How do I resolve cluster creation errors in Amazon EKS?
Last updated: 2020-02-12
I get service errors when I provision an Amazon Elastic Kubernetes Service (Amazon EKS) cluster using AWS CloudFormation or eksctl.
Consider the following troubleshooting options:
- If you receive an error message stating that your targeted Availability Zone doesn't have sufficient capacity to support the cluster, then complete the steps in the Recreate the cluster in a different Availability Zone section.
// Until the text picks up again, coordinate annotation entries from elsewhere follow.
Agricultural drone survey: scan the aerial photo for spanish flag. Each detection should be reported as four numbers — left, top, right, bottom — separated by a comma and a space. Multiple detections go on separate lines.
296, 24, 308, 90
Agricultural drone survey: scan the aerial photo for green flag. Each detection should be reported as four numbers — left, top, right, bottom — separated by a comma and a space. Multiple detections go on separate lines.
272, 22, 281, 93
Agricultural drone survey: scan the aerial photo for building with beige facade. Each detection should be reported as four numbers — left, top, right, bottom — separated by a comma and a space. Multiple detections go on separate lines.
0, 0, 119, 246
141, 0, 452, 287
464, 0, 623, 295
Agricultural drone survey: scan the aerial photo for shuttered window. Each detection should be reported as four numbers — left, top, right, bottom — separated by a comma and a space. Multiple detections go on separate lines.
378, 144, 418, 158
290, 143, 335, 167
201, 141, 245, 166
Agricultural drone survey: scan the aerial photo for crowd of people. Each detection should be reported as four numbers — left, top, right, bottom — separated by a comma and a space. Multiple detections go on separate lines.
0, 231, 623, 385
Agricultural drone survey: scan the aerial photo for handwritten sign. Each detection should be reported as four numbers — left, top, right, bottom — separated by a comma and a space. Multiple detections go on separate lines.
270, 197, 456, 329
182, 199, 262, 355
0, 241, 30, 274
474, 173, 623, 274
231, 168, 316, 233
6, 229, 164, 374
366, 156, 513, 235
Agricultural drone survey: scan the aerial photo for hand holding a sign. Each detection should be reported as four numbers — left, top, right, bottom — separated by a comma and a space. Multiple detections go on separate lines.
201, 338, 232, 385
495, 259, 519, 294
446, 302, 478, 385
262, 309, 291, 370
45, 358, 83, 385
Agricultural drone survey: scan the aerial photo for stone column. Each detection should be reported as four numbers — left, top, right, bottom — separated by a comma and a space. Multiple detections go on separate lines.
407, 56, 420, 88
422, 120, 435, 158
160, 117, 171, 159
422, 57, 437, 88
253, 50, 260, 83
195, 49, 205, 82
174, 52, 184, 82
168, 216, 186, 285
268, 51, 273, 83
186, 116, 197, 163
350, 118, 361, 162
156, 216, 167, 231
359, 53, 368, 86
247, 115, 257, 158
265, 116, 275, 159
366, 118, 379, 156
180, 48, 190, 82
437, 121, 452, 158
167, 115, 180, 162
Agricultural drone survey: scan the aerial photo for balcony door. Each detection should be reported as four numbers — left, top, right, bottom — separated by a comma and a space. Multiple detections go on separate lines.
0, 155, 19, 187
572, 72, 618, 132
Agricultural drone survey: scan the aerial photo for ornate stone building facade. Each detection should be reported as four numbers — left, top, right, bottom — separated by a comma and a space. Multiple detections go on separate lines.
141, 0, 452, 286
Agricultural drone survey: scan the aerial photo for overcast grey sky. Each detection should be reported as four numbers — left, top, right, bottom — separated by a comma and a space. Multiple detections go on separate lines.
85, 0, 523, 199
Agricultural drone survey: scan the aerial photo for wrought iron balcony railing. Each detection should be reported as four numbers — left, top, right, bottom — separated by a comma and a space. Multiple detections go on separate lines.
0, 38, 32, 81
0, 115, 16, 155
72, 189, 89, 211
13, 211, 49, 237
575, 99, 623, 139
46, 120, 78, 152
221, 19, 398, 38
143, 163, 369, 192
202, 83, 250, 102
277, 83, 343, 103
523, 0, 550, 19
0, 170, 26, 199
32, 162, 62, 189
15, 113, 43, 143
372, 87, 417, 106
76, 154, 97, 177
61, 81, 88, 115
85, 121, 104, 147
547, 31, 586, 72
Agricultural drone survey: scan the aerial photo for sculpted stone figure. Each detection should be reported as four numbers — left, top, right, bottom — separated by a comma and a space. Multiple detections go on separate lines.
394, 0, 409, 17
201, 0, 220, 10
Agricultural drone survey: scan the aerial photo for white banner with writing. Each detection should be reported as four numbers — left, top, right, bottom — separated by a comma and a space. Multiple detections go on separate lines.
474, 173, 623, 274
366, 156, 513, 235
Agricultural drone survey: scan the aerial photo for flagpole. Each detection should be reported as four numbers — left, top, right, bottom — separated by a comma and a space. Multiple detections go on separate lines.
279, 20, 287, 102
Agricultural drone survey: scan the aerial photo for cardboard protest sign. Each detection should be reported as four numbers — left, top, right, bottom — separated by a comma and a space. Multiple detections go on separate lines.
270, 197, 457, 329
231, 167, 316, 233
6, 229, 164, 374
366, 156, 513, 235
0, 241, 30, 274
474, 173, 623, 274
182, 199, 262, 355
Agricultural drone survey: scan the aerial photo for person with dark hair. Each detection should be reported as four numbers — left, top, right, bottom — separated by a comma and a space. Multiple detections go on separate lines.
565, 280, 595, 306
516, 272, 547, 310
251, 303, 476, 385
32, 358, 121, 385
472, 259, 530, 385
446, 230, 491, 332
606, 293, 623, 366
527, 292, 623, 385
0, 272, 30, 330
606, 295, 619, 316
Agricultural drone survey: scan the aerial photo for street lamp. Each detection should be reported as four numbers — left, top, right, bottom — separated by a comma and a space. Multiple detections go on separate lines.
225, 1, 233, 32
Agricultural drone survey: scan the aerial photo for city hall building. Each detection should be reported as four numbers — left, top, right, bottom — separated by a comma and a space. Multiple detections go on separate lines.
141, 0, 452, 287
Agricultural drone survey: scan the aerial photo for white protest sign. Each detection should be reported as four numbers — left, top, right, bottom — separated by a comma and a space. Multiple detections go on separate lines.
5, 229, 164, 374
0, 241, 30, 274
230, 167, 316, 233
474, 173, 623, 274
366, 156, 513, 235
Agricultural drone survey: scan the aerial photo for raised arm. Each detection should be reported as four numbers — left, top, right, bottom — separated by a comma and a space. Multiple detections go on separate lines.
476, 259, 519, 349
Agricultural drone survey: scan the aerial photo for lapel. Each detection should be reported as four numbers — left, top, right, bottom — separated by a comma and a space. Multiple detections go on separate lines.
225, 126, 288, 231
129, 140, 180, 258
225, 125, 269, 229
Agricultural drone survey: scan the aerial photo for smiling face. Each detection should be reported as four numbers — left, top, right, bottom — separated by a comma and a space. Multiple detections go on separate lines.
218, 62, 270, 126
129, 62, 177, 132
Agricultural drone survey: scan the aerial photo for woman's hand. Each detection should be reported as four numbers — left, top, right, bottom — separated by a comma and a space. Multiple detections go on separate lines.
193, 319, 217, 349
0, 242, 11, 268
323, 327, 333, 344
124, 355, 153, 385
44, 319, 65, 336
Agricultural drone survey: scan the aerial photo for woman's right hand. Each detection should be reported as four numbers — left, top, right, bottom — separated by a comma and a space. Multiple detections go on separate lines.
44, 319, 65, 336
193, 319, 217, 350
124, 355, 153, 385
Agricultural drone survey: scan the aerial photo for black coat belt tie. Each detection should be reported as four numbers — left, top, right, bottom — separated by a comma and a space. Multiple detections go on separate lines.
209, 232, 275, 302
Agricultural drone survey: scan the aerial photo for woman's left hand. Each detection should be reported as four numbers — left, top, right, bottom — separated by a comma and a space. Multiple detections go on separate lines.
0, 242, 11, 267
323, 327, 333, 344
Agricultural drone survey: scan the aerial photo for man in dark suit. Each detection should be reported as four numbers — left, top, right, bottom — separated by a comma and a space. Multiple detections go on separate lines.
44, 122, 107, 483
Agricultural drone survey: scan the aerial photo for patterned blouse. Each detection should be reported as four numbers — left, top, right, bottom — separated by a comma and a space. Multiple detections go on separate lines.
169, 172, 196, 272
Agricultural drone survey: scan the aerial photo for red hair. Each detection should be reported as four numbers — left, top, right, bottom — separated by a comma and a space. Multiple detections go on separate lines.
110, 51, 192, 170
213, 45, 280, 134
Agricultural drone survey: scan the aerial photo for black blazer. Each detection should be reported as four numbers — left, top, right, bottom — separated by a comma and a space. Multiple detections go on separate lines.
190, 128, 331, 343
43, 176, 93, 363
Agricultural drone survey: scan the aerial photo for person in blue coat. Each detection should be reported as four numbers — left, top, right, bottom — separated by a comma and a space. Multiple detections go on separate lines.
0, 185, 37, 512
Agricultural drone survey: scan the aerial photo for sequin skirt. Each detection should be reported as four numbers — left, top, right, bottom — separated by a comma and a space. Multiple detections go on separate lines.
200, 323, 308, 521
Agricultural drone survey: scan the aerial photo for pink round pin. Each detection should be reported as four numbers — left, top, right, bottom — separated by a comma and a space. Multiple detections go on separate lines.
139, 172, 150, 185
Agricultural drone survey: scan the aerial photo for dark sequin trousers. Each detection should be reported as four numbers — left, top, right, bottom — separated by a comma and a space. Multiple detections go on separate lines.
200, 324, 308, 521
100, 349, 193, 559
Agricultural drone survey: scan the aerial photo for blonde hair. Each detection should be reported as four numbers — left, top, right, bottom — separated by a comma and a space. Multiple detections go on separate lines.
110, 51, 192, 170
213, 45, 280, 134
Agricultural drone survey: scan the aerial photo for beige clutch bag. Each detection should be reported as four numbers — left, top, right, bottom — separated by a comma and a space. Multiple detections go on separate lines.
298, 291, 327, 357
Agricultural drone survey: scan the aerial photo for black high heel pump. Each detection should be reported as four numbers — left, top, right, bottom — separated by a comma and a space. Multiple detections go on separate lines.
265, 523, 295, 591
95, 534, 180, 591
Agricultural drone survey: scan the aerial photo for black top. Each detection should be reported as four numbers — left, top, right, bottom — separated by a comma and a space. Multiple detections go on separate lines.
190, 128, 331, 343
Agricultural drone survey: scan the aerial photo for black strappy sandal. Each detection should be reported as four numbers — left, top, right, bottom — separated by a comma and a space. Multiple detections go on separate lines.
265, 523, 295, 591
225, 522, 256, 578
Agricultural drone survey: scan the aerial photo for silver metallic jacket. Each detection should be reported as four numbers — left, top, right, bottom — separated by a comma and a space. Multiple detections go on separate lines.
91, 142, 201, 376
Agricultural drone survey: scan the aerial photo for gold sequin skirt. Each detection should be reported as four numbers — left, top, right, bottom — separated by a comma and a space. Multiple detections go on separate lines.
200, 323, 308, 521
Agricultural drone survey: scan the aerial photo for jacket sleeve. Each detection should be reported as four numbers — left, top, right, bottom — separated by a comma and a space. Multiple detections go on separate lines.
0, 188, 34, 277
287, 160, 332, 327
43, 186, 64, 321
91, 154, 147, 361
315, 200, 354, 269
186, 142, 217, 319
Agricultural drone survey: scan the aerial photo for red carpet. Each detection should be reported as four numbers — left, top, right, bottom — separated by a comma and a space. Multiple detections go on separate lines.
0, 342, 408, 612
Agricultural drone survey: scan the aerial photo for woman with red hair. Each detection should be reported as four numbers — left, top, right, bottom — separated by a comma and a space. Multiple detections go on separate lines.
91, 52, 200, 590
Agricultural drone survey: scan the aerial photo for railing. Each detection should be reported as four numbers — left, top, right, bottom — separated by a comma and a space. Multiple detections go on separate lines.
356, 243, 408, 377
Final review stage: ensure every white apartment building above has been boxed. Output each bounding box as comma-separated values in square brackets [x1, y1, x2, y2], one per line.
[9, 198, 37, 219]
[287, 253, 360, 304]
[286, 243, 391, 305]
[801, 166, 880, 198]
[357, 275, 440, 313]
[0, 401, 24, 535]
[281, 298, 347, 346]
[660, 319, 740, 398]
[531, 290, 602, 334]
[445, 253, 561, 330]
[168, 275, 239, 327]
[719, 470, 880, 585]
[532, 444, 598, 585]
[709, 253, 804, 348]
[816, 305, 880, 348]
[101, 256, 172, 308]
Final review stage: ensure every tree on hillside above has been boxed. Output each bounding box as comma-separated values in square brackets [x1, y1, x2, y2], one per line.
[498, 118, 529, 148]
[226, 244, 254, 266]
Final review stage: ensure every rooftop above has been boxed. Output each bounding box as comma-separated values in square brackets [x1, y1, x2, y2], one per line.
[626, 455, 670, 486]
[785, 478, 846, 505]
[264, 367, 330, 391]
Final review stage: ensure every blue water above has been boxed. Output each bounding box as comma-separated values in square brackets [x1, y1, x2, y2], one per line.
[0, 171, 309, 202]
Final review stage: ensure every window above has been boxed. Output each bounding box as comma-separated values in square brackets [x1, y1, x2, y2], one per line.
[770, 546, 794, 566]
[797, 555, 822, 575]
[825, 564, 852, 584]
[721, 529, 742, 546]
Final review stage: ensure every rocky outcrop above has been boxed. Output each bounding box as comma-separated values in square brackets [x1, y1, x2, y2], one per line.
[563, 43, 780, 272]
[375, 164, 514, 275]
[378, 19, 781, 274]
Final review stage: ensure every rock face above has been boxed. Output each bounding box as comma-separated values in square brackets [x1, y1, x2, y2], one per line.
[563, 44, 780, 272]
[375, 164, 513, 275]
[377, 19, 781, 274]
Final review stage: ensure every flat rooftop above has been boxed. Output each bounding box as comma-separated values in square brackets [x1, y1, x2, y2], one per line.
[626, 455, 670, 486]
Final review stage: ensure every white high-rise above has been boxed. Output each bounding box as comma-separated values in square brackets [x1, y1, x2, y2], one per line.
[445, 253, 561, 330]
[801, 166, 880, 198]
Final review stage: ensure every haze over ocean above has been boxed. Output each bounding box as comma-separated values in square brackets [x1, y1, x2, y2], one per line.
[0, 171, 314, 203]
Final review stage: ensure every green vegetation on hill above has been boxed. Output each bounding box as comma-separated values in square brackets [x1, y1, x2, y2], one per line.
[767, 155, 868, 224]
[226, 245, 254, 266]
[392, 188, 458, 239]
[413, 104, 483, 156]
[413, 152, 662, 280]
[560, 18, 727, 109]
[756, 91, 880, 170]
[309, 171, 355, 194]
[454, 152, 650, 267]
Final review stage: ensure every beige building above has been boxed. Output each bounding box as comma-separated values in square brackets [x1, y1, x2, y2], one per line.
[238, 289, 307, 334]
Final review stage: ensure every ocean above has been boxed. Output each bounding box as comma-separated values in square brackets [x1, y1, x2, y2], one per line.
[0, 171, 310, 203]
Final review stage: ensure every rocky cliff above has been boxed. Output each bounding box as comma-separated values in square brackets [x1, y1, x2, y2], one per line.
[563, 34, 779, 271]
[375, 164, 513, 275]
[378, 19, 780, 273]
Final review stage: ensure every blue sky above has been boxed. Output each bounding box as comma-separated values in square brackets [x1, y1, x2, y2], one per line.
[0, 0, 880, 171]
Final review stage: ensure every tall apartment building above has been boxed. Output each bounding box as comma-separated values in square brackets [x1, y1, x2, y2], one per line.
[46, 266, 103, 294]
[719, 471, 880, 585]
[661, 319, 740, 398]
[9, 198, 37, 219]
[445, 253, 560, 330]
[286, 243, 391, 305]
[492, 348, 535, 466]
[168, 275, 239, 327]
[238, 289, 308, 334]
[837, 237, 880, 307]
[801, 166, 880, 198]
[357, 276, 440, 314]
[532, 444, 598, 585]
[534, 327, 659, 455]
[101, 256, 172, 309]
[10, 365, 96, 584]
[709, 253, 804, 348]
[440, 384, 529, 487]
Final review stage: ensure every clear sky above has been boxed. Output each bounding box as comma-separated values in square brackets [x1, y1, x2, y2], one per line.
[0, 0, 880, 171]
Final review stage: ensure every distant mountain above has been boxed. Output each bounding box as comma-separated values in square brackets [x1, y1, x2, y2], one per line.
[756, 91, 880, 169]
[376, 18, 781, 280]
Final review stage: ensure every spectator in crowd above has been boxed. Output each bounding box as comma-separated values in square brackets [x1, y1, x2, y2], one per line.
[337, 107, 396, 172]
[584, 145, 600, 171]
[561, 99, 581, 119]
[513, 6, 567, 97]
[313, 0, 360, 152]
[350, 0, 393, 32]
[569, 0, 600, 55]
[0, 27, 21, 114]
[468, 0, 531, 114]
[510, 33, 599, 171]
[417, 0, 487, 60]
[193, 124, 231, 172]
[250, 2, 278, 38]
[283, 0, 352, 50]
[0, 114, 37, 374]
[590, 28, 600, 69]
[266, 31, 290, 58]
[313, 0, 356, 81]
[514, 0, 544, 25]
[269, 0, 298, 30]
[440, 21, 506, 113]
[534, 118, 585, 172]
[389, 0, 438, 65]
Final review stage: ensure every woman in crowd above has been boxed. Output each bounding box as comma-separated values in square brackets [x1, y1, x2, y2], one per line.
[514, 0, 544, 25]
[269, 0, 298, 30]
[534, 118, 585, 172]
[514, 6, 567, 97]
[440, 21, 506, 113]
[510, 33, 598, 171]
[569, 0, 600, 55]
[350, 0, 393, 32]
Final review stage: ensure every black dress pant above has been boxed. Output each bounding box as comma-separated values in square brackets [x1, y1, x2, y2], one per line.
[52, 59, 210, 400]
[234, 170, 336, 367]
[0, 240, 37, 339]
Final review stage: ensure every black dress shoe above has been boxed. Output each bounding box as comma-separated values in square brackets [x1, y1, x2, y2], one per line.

- If you receive an error message stating that resource creation failed, then complete the steps in the Confirm that you have the correct IAM permissions to create a cluster section, or in the Monitor your Amazon VPC resources section.
- If you receive an error message stating that the creation timed out waiting for worker nodes, then complete the steps in the Confirm that your worker nodes can reach the control plane API endpoint section.
Recreate the cluster in a different Availability Zone
If you launch control plane instances in an Availability Zone with limited capacity, you could receive an error similar to the following:
Cannot create cluster 'sample-cluster' because us-east-1d, the targeted availability zone, does not currently have sufficient capacity to support the cluster. Retry and choose from these availability zones: us-east-1a, us-east-1b, us-east-1c
To resolve this error, create the cluster again using the recommended Availability Zones from the error message.
If you're provisioning the cluster using AWS CloudFormation, then pass in values for the Subnets parameter for subnets that match the Availability Zones.
If you're using eksctl, then use the --zones flag to pass in the values for the different Availability Zones. For example, if you receive the preceding error, then run the following command:
$ eksctl create cluster 'sample-cluster' --zones us-east-1a,us-east-1b,us-east-1c
Note: Replace sample-cluster with your cluster name. Replace us-east-1a, us-east-1b, and us-east-1c with your Availability Zones.
Confirm that you have the correct IAM permissions to create a cluster
Verify that you have the correct AWS Identity and Access Management (IAM) permissions when you create a cluster, including the correct policies for the Amazon EKS service IAM role.
You can use eksctl to create the prerequisite resources for your cluster, such as the IAM roles and security groups. The minimum permissions required depend on the eksctl configuration that you're launching. For more information, review troubleshooting solutions from the eksctl GitHub community.
If your cluster has issues with IAM permissions, you could receive an error similar to the following in eksctl:
API: iam:CreateRole User: arn:aws:iam::your-account-id:user/your-user-name is not authorized to perform: iam:CreateRole on resource: arn:aws:iam::your-account-id:role/eksctl-newtest22-cluster-ServiceRole-10NXBYLSN4ULP
Tip: For an easier to read error message, review the error in the AWS CloudFormation console.
Monitor your Amazon VPC resources
By default, eksctl creates a new Amazon Virtual Private Cloud (Amazon VPC) when you create a cluster, unless you specify your own custom Amazon VPC and subnets in the configuration file.
If your cluster has issues with your Amazon VPC limits, then you could receive the following error message:
The maximum number of VPCs has been reached. (Service: AmazonEC2; Status Code: 400; Error Code: VpcLimitExceeded; Request ID: a12b34cd-567e-890-123f-ghi4j56k7lmn)
To resolve this error, monitor your resources, such as the number of Amazon VPCs in your AWS Region or the internet gateways per Region where you create the cluster. For more information, see Amazon VPC Quotas.
If you have an issue regarding resource constraints on the number of Amazon VPC resources in your Region, consider one of the following options:
(Option 1) Use an existing Amazon VPC to overcome resource constraints
To create a configuration file that specifies the VPC and the subnets where you want your cluster's worker nodes to be provisioned, run the following command:
$ eksctl create cluster sample-cluster -f cluster.yaml
(Option 2) Request a service quota increase to overcome resource constraints
Request a service quota increase on the resources that act as a bottleneck in the AWS CloudFormation stack events of the cluster provisioned by eksctl.
Confirm that your worker nodes can reach the control plane API endpoint
When eksctl deploys your cluster, it waits for the worker nodes that are launched to join the cluster and reach Ready status. If your worker nodes can't reach the control plane or have an invalid IAM role, then you could receive the following error:
timed out (after 25m0s) waiting for at least 4 nodes to join the cluster and become ready in "eksfbots-ng1"
To resolve this error, get your worker nodes to join the cluster, and confirm that your worker nodes are in Ready status.